2 Gedanken zu “Bautzen ist überall

  1. Stimmt. Aber in beiderlei Hinsicht, nicht nur, wenn es um die »Wir sind das Volk«-Schreier geht.
    Der Rest kann auch in jeder Stadt vorkommen — ob das am Ende Flüchtlinge sind, sonstige Nicht‐Mitteleuropäer, die hier geboren sind, oder die einheimischen jungen Leute, denen man keine ausländische Herkunft dem Äußeren zufolge nachsagen kann, die außer für Kleidercontainer in der Nacht umschubsen und Bierflaschen zerschmeißen, wenn sie besoffen sind, sich für keine andere Arbeit zu gewinnen lassen.

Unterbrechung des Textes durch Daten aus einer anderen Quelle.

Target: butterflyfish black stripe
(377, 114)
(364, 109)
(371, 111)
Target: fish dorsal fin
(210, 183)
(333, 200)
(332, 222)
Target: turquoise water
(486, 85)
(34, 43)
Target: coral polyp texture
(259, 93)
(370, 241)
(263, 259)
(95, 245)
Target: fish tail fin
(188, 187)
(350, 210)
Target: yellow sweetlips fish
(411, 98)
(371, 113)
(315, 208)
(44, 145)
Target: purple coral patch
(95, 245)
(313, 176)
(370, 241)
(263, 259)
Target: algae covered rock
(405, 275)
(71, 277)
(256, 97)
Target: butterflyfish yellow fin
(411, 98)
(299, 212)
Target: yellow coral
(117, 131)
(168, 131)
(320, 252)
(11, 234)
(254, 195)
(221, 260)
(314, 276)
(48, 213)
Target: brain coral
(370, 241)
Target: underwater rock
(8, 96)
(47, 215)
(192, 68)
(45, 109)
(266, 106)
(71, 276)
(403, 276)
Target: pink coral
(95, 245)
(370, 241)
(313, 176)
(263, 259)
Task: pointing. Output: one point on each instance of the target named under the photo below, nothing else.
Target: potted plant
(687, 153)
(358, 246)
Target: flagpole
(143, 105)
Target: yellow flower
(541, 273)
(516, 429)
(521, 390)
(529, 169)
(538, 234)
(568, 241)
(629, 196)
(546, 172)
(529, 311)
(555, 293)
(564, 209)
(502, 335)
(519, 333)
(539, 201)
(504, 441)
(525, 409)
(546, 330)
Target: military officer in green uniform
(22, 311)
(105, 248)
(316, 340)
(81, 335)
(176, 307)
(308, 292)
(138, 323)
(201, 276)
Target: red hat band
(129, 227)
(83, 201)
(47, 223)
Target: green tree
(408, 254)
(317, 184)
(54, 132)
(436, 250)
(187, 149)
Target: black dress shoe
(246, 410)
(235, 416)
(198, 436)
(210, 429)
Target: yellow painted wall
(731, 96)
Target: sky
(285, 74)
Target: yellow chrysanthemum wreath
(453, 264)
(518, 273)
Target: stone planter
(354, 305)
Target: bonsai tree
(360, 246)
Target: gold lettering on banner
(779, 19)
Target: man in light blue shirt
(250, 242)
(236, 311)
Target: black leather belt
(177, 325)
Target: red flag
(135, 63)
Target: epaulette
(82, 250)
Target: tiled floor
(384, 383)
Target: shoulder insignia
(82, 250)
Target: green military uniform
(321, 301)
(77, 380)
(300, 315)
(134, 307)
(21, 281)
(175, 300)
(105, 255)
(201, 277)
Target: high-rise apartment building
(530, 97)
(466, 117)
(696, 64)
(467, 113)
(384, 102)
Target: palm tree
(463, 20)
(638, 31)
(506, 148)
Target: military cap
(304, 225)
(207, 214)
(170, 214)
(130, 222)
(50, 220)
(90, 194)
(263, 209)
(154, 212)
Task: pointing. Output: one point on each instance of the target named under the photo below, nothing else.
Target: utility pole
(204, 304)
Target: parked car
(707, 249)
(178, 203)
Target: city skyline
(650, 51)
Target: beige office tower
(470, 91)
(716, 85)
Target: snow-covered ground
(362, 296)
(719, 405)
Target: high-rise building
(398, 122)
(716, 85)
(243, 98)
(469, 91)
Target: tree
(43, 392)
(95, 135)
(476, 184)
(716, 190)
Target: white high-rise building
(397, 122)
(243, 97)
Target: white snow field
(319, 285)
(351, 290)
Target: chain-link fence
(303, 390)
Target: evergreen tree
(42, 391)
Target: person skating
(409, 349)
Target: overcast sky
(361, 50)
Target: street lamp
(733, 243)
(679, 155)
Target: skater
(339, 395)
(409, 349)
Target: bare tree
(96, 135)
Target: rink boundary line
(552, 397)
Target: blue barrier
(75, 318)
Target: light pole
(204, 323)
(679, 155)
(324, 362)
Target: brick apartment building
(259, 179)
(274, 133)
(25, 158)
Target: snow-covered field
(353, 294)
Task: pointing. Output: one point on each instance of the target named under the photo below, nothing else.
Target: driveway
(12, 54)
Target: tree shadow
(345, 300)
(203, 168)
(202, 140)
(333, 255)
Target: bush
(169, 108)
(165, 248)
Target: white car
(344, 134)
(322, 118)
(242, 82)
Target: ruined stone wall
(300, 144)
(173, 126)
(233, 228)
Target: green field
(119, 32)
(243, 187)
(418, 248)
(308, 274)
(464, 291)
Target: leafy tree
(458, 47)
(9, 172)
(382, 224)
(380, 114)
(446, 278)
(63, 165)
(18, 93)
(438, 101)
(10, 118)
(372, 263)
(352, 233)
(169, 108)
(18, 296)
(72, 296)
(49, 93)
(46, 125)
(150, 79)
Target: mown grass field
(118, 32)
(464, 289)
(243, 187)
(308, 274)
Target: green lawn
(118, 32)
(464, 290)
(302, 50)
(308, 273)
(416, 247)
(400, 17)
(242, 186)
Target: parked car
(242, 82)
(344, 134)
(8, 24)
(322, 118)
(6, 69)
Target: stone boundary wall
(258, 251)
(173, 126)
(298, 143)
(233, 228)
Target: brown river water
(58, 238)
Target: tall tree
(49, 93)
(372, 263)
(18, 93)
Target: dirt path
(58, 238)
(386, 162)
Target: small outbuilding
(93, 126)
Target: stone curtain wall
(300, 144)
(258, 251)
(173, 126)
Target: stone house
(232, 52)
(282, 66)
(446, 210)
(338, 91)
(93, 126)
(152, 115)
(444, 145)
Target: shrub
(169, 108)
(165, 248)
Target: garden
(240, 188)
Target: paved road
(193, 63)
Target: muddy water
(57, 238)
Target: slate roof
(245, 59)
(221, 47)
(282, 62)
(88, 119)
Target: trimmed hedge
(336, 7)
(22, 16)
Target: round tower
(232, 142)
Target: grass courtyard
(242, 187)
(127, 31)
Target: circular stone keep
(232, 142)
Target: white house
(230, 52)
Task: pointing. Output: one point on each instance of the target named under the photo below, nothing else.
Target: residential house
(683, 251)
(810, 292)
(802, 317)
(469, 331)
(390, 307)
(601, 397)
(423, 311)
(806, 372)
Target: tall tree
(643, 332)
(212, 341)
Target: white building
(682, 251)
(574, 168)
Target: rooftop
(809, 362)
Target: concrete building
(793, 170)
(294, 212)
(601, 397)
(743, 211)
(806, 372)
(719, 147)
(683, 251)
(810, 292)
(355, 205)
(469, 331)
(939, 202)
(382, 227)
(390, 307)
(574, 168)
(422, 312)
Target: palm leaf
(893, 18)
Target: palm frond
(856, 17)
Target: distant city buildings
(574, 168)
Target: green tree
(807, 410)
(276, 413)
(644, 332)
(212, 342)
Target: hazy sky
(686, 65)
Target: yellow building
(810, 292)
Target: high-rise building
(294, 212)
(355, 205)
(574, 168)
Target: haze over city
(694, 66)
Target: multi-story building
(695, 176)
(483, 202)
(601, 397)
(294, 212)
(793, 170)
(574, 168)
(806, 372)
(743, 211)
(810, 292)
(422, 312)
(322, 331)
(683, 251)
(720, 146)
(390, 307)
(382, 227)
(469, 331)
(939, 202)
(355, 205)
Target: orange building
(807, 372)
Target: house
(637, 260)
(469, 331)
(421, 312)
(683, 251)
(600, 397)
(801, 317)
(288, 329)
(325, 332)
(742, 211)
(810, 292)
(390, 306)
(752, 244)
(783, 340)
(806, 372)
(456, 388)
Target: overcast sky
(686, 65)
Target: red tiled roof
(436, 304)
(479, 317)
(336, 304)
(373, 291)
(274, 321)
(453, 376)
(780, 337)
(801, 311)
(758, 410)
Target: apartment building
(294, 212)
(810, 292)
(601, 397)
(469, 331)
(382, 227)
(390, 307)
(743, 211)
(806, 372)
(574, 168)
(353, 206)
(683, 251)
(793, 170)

  2. Naja. Wir sind uns doch einig, dass mit nem Bild vom Adolf / dem Etikett »Nazi« immer viel zu sehr das reaktionäre und faschistische »Potenzial« der so genannten »Mitte« vernebelt wird bzw. eine scharfe Trennung vorgenommen wird, wo es in den meisten Fällen keine gibt... Die Nazis kamen damals ja nicht aus dem Weltall — und verschwanden hinterher wieder dahin. ;)

    Ich empfehle immer folgendes Gedankenexperiment: Wie würde man denn dieses »Pack« heute bezeichnen, wenn es Adolf und Co. in der Historie einfach nicht gegeben hätte...!? Ich meine, es wäre gar nicht so unwahrscheinlich, dass man ohne so eine starre Schablone wesentlich sensibler für all jene schleichenden Entwicklungen gewesen wäre, die am Ende(!) erst im Stereotyp des »Nazi« kulminier(t)en...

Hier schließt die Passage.